A national manhunt is ordered for a rebellious kid and his foster uncle who go missing in the wild New Zealand bush.
Hunt for the Wilderpeople occupies a strange place, that purgatory between a children’s fantasy and something more akin to a study of loss aimed at the slightly older. Yet Taika Waititi, director of the delightfully silly What We Do In The Shadows, never pigeonholes the film, moving with ease between broad comedy and something with genuine warmth, all be it warmth buried beneath mounds of mud.
Julian Dennison – an adept comic performer stars as Ricky, a problem child who finds himself on a remote farm under the care of Bella (Rima Te Wiata) and Hec (Sam Neill). Social worker Paula (Rachel House) declares him “a bad egg,” spouting off his crimes, “disobedience, stealing, spitting, running away, throwing rocks, kicking stuff…” Following Bella’s sudden departure, Ricky and Hec find themselves on the run from family services who believe Hec has kidnapped Ricky.
Although divided into ten titled chapters, the film never feels episodic. In fact, the chapters at time feel forced, ultimately disrupting the flow. Even if the flow is being distracted, the chapters are still rollicking good fun.

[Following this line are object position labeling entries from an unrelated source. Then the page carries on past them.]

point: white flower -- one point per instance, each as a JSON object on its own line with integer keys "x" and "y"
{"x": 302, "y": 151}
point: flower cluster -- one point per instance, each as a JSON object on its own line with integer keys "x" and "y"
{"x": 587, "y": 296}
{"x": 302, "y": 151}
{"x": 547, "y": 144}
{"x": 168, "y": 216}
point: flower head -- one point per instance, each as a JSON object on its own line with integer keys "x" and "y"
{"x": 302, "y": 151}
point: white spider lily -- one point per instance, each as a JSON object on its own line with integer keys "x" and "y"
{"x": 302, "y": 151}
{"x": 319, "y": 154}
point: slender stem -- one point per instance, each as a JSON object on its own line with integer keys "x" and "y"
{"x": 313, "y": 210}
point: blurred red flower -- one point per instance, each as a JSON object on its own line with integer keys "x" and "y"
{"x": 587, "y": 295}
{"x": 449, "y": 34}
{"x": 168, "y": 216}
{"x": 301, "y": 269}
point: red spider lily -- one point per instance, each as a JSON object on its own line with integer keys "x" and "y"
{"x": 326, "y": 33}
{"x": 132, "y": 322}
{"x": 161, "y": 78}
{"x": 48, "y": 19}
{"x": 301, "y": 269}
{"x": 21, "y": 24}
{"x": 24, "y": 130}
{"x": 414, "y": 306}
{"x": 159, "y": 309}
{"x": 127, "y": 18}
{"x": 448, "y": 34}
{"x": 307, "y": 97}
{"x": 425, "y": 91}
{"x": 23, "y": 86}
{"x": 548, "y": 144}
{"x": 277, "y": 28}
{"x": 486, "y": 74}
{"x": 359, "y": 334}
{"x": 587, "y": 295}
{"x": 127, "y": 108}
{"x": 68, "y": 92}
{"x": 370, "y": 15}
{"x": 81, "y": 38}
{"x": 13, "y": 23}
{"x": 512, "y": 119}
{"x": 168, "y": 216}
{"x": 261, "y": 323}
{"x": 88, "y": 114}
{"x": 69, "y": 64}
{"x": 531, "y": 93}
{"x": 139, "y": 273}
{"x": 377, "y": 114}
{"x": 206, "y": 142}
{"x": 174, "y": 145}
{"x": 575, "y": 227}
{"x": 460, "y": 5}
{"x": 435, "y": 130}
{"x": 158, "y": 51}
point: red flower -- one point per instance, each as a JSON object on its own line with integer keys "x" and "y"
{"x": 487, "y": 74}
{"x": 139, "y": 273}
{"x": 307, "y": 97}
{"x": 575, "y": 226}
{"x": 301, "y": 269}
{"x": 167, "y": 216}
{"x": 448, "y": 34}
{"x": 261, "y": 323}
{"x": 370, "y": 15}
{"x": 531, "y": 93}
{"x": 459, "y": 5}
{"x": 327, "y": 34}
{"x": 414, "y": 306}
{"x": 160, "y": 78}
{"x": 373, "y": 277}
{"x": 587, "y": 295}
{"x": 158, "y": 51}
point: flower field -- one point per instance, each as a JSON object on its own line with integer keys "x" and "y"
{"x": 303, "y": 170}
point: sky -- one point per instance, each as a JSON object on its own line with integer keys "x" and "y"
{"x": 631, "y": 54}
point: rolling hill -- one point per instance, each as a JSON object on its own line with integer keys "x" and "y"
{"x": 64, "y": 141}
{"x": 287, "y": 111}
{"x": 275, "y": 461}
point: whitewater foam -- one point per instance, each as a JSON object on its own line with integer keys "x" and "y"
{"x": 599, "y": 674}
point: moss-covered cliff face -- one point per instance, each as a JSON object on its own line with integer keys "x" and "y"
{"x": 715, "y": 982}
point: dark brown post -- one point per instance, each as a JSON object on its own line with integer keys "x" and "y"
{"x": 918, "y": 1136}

It’s at once reminiscent of Wes Anderson’s quirk-fest Moonrise Kingdom while seemingly echoing Thelma & Louise and at times, rather bizarrely, the tough, knock about feel of Kes. But through all this, it’s clearly a Waititi film, something strange, something touching (look out for Waititi early on who appears, quite brilliantly, delivering a hysterically misjudged eulogy).
At its core, it’s a somewhat trite road-movie, and pacing issues results in a slight dip late on. Yet it’s never boring, far from it in fact. Julian Dennison plays Ricky with oddball spunk, declaring himself a gangster to Sam Neill (at his most “lumbersexual”). The two of them bounce off one-another like a pair with far, far more experience. A quick note on Rachel House who plays a joyously useless social worker. She declares the dangers of molestation while also comparing herself to the Terminator and Ricky to Sarah Conner “but before she could do chin ups.”
It isn’t that it lacks sentimentality, it’s in fact overflowing with it. But Waititi intelligently avoids grand clichés that may have moved it towards something far more cloying. Following Bella’s departure, there’s genuine sadness-one such moment shows Neill breaking down-yet they never feel hackneyed. Waititi cleverly pairs these moments that jerk the tear ducts with moments that force cackling.
Hunt For the Wilderpeople is something to be celebrated. A film brimming with heart, irreverence and a welcome comic performance by Sam Neill. Yet it’s Julian Dennison, the precocious, obnoxious, star in the marking who stands out. There’s always the chance it will be a hard sell, a strange study of grief aimed at children. Yet if you give it the chance, and I implore you to, it most likely will make you guffaw and cry in equal measure. A total, delectable treat.